Windows in modern architectural environments serve as essential interfaces connecting indoor spaces to dynamic outdoor views. Although traditional view assessment frameworks have provided valuable insight into static view properties, they fall short of capturing the temporal and dynamic aspects of real-world scenes. Addressing this gap, this thesis introduces a novel approach that combines eye tracking data, advanced computational analysis, and deep learning to model how occupants visually engage with window views over time.

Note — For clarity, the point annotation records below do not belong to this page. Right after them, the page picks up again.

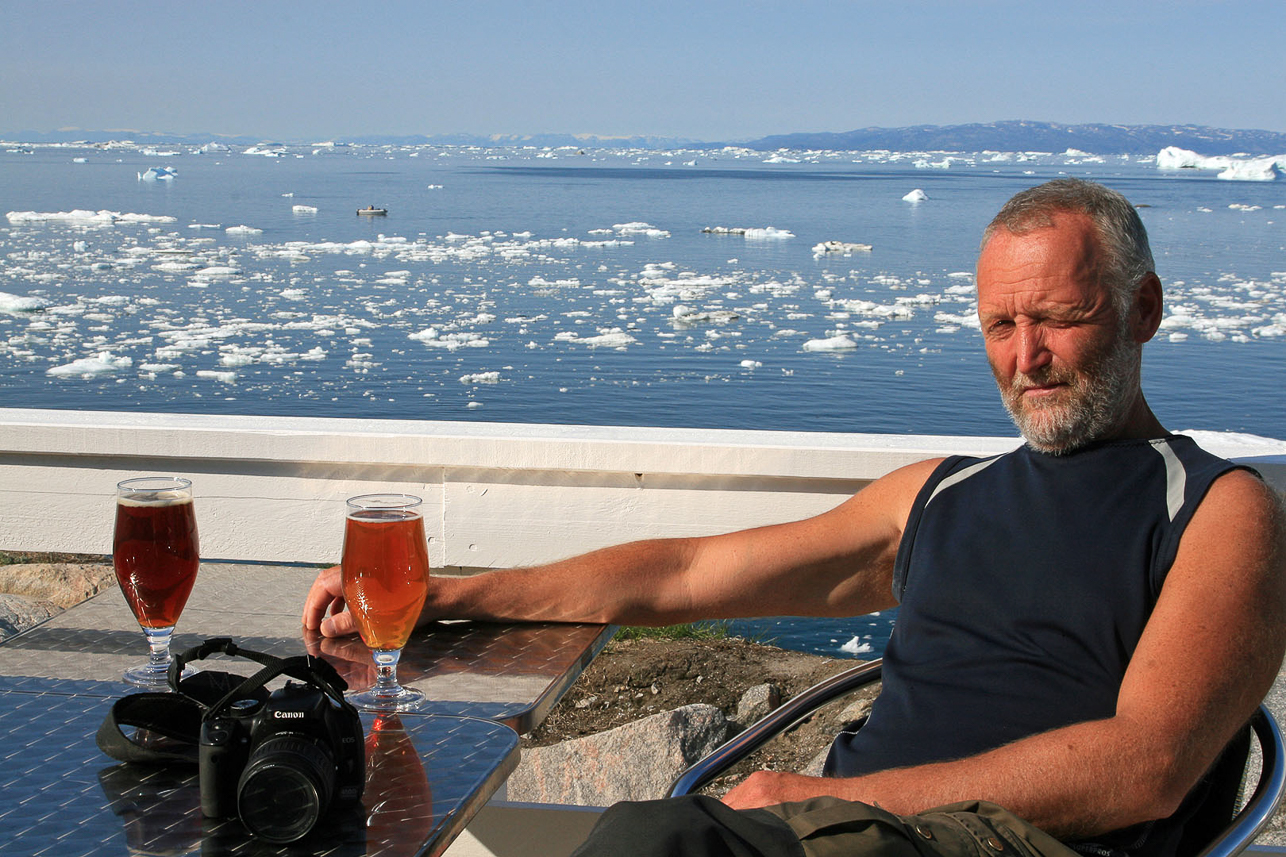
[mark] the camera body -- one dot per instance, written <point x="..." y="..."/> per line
<point x="279" y="763"/>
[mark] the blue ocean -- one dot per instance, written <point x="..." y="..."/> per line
<point x="731" y="288"/>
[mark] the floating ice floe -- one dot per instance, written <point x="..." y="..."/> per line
<point x="450" y="341"/>
<point x="81" y="218"/>
<point x="844" y="247"/>
<point x="611" y="339"/>
<point x="1231" y="169"/>
<point x="857" y="646"/>
<point x="839" y="342"/>
<point x="751" y="233"/>
<point x="684" y="314"/>
<point x="158" y="174"/>
<point x="638" y="228"/>
<point x="104" y="363"/>
<point x="21" y="305"/>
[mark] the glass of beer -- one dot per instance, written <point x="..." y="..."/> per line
<point x="385" y="573"/>
<point x="156" y="556"/>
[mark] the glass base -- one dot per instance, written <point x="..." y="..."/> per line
<point x="152" y="678"/>
<point x="378" y="699"/>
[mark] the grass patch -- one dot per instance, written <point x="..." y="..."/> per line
<point x="30" y="557"/>
<point x="687" y="631"/>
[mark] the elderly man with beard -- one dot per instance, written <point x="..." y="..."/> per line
<point x="1086" y="623"/>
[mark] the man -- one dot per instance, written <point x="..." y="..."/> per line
<point x="1086" y="623"/>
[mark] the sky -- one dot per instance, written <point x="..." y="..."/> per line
<point x="719" y="71"/>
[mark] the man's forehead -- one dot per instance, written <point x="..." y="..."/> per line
<point x="1060" y="263"/>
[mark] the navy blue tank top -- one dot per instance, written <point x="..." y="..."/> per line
<point x="1024" y="584"/>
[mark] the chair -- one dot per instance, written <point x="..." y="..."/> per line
<point x="1245" y="825"/>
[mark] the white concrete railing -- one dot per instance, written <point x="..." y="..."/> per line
<point x="495" y="494"/>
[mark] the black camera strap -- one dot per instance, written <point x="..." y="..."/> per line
<point x="169" y="725"/>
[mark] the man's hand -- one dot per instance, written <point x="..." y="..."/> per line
<point x="350" y="656"/>
<point x="769" y="788"/>
<point x="327" y="595"/>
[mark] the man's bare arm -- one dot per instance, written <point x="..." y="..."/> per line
<point x="1209" y="654"/>
<point x="839" y="562"/>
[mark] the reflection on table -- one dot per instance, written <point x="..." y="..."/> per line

Using the new ViewOut dataset, which incorporates moving content using real-time video capture with virtual reality-based gaze tracking and video recordings of real-world scenes, this research systematically investigates the factors influencing visual attention in view-out scenarios. Our analysis reveals that: • Primary visual features (e.g., contrast and color saturation) attract attention significantly above chance level—even when controlling for general fixation tendencies. • Depth cues lead to increased attention toward distant elements, with a higher fixation count on background features. • Human figures attract stronger attention than vehicles, while both resulting in significantly more fixations than the average fixation density across scenes, highlighting the particular salience of social and semantic objects. • Dynamic objects, such as moving vehicles and pedestrians, capture and sustain attention significantly more than non-moving elements.

Based on these findings, this work develops the Spatio-Temporal Attentive Message Passing Graph Neural Network (STAMP-GNN), a deep learning model capable of saliency prediction across multiple input modalities (images or videos) and prediction tasks (global or temporal attention patterns). Key innovations of this model include: • An attentive message passing mechanism to capture spatio-temporal relationships within videos. • The capability to predict temporal attention patterns from both image and video inputs while improving global saliency predictions. • Competitive performance across diverse saliency benchmarks such as our own view out dataset and standard benchmarks such as SALICON and DHF1K datasets, demonstrating the model's effectiveness across different contexts.

The results demonstrate how this interdisciplinary approach, which integrates computer vision techniques with traditional built environment analysis, can advance view quality assessment beyond static evaluations to capture dynamic visual engagement patterns. This research provides a foundation for incorporating dynamic gaze behaviors into architectural design, enabling more engaging and user-centric environments.